Tea is considered to have originated in China. But it’s the delicate, fresh-tasting green tea that became popular in Eastern society and is still the base of tea culture there today. As tea culture spread and tea was processed for export to trade beyond regions, neighboring countries and eventually across oceans, it was discovered that the more oxidized black tea would retain its freshness and flavor better over long journeys than its minimally oxidized green tea cousin. In the earliest days of border trade between China, Tibet and other neighboring countries, tea was fermented, dried and pressed into bricks to be used as currency. To this day, most of the black tea produced in China is exported out of the country.
The Dutch first brought tea to Europe in 1610, it arrived in England in 1658, and then it rose in popularity in England’s American colonies throughout the 1700s. Demand for tea experienced huge leaps in the 1700s as England expanded sugar imports from its Caribbean colonies. By 1800, the English were annually consuming 2½ pounds of tea and 17 pounds of sugar per capita. Some claim it was the increasing trend of adding sugar to tea that spiked the demand for strong black tea over the more delicate green tea imports.

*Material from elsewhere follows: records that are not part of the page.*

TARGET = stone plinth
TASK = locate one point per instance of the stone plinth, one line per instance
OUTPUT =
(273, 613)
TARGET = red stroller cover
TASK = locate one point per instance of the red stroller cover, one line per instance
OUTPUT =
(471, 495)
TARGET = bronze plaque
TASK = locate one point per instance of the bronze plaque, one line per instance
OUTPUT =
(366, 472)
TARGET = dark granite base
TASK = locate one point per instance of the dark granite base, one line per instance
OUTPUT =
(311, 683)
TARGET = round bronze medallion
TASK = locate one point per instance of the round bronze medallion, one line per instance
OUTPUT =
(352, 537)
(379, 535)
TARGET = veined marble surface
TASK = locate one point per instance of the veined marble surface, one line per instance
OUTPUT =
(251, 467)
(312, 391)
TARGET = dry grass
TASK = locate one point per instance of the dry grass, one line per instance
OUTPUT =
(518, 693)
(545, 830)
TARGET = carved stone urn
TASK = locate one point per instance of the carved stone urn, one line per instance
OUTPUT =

The next leap in black tea production came in the 1800s when the Camellia sinensis assamica tea plant variety was discovered in 1823 in the Assam region of India. This native variety was much better suited to the production of the hearty, bold black teas that were in high demand. Not long after, in 1835, the English started planting tea gardens in India’s Darjeeling region, near Nepal. Since India was a British colony, these different varieties of black teas quickly became popular exports to England.